Teknik olarak bakacak olursak TCMB 2023 Haziran ayında devraldığı yüzde 38’lik enflasyona ulaşmadan ve TCMB brüt döviz rezervleri 200 milyar doları aşmadan faiz indirimine gitmemelidir. 2024 Sonu TÜFE enflasyonu benim tahminime göre yüzde 43 – 45 arasında gerçekleşecektir. Eğer faizlere hiç dokunmadan bu duruşu TCMB devam ettirirse Mart 2025’te Tüfe enflasyonu en iyimser tahminle yüzde 35 – yüzde 38 arasına inebilir. İşte, o zaman, Nisan 2025’te politika faizi yüzde 47,5 veya yüzde 45’e çekilebilir. Benim tercihim yüzde 48 olur. Eğer ben Merkez Bankası Başkanı olsam, enflasyon yüzde 15’in altına inene kadar manşet enflasyonun yüzde 10 üstünde bir politika faizi uygularım. Eğer 200 miyar dolar brüt rezev hedefi ve yüzde 38’lik enflasyon hedefi birlikte daha erken gerçekleşirse faiz indirimi de daha erkene alınabilir. Ancak bu, Mart 2025’ten önce, pek mümkün gözükmemektedir.

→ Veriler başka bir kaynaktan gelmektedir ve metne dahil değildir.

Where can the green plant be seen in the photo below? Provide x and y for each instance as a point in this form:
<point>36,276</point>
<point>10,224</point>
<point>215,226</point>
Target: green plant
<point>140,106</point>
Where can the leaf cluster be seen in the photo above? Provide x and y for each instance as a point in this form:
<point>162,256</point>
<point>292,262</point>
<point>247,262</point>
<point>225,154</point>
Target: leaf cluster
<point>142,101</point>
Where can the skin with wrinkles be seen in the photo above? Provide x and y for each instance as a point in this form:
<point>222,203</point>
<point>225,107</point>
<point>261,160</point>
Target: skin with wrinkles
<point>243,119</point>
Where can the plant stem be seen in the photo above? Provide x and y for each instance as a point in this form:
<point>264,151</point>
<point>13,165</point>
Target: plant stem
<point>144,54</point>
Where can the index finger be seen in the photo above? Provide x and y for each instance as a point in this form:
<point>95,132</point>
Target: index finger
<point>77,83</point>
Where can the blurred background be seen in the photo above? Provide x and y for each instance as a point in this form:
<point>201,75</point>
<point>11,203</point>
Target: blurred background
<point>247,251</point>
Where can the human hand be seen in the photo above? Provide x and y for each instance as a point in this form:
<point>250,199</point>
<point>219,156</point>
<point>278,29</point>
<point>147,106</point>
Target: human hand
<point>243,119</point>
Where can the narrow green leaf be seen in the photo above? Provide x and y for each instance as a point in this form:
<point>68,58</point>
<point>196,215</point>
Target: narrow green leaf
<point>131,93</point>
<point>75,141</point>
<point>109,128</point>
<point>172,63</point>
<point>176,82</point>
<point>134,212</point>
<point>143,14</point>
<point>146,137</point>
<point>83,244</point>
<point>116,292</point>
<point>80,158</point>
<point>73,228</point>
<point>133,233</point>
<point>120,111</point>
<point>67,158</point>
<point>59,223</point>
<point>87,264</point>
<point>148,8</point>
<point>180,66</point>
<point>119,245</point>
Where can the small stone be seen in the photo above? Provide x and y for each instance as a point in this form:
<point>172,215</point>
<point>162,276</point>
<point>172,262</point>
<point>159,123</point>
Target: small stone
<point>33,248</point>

FAİZ İNDİRİMİNİ KİM İSTİYOR?
Hükümetin ana seçmen kitlesi olan ve Anadolu’daki geniş yığınları temsil eden milliyetçi – muhafazakâr hane halkı geleneksel alışkanlıklar ve İslâmî inanışlarının etkisiyle oldum olası faizli mevduata mesafelidir. Ahalimizin çoğu parasını altın ve döviz olarak istifler. Yani Hükümetimizin alay-ı vâlâ ile duyurduğu “liralaşma süreci” yerli ve milli ahalimizin hiç umurunda değildir. Dolar yükselince, ahalimiz, “Hamdolsun!” diyerek şükür secdesine kapanır. Bu yüzden ana seçmen kitlesinde yüksek faiz doların yeterince yükselmemesi anlamına geldiği için pek popüler değildir.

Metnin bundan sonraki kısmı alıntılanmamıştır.